Glad you joined the group. The search bar at the top of any page is your best friend.
About anything you wanna know about smoking/grilling/curing/brining/cutting or slicing
and the list goes on has probably been posted. Remember to post a QVIEW of your smokes.
We are all smoke junkies here and we have to get our fix. If you have questions
Post it and you will probably get 10 replies with 11 different answers. That is
because their are so many different ways to make great Q...
Happy smoken.
David


----------



## gary s (Oct 27, 2014)

*Good morning and welcome to the forum, from a very nice and warm day in East Texas. Lots of great people with tons of                    information on just about  everything *

             *Gary*


----------



## donr (Oct 27, 2014)

Welcome,

I know a few people on the forum smoke with Pistachio shells.  I don't know if they're available in the Philippines or not.  I don't know what other alternatives  there would be.

Don


----------



## paulh1966 (Oct 27, 2014)

Welcome from Paul in Arkansas, hope you enjoy.


----------



## tropics (Oct 27, 2014)

Hankus said:


> hi guys
> Thanks for the posts. unfortunatly in oriental mindoro as in the philippines it is iligal tog cut down trees so I have buy my wood from people who venture out into the hills and forage for fallen trees Fruit trees around these parts are rare except for mango which again I have to wait for a tree to fall over and when it does we buy the whole tree. I wish I could source woods that are available in the states or canada.

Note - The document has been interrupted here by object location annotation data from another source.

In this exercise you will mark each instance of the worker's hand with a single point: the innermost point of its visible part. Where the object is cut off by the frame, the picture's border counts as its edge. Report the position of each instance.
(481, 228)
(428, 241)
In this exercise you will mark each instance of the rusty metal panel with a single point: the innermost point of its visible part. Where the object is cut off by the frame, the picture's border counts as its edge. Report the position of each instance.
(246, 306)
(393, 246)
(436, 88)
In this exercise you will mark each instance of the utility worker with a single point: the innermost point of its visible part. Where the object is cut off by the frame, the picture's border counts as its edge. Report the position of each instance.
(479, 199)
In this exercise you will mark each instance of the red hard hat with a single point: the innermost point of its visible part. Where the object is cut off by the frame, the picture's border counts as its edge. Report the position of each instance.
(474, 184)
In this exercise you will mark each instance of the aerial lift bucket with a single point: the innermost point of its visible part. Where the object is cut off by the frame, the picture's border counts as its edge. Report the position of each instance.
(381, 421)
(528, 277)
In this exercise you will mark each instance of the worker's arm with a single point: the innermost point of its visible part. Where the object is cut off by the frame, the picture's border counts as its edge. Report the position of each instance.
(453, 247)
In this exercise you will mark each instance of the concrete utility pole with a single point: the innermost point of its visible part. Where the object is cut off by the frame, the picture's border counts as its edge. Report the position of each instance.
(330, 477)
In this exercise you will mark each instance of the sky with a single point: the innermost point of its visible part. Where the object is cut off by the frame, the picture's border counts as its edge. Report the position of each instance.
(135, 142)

Hankus Corn cobs they do grow corn down there. You will be amazed at the flavor.


----------



## hankus (Oct 27, 2014)

Hi,
Looking forward to seeing you in Sabang sometime 
Corn cobs. , do you use dried after you've munched on the cereals or fresh corn?


----------



## tropics (Oct 27, 2014)

Hankus said:


> Hi,
> Looking forward to seeing you in Sabang sometime
> Corn cobs. , do you use dried after you've munched on the cereals or fresh corn?


No get them and strip the kernels before they turn them into feed or pop corn.


----------



## hankus (Oct 27, 2014)

Corn cobs, will try that next.  Thanks.   So far I've only been a member fro one day and the results and help have been great thanks again.
:yahoo


----------



## chilefarmer (Oct 29, 2014)

Hank, happy to see that you joined the forum. Knew you would like it here. CF


----------



## eman (Oct 29, 2014)

Hankus.

  welcome to SMF. We have another member it Chang Mai Thailand. Goes by Thailand Phil. He also has wood fired pizza experience. We have a chat room .

and he is in there most every night 8:00 - 8:30 CDT. so every morning when he wakes up. Stop by and chat w/ us if you get a chance


----------



## chinesebookie (Jan 4, 2017)

Dude...I was just in Sabang. I've lived in Makati for 8 years and go there 2-3 times a year. Whats the name of your Place?


----------



## chinesebookie (Jan 4, 2017)

Coconut is used for a lot of things. Burning husks and they make very hard charcoal from coconut. Burns for a long time.


----------



## hankus (Jan 5, 2017)

Vesuvios Pizzeria both in Sabang and White Beach. Check out www.vesuviospizzeria.com

Look forward to seeing you next time your here.


----------



## lemans (Jan 5, 2017)

Hankus
  Welcome brother .. Glad you are with us..


----------



## chinesebookie (Jan 5, 2017)

I was at Vesuvio's on Saturday with my family. Definitely great pizza. We used to take that long banca ride to Lucas everytime we came to La Laguna to dive. No need anymore, Vesuvio''s is convenient and, as I said, great pizza.


----------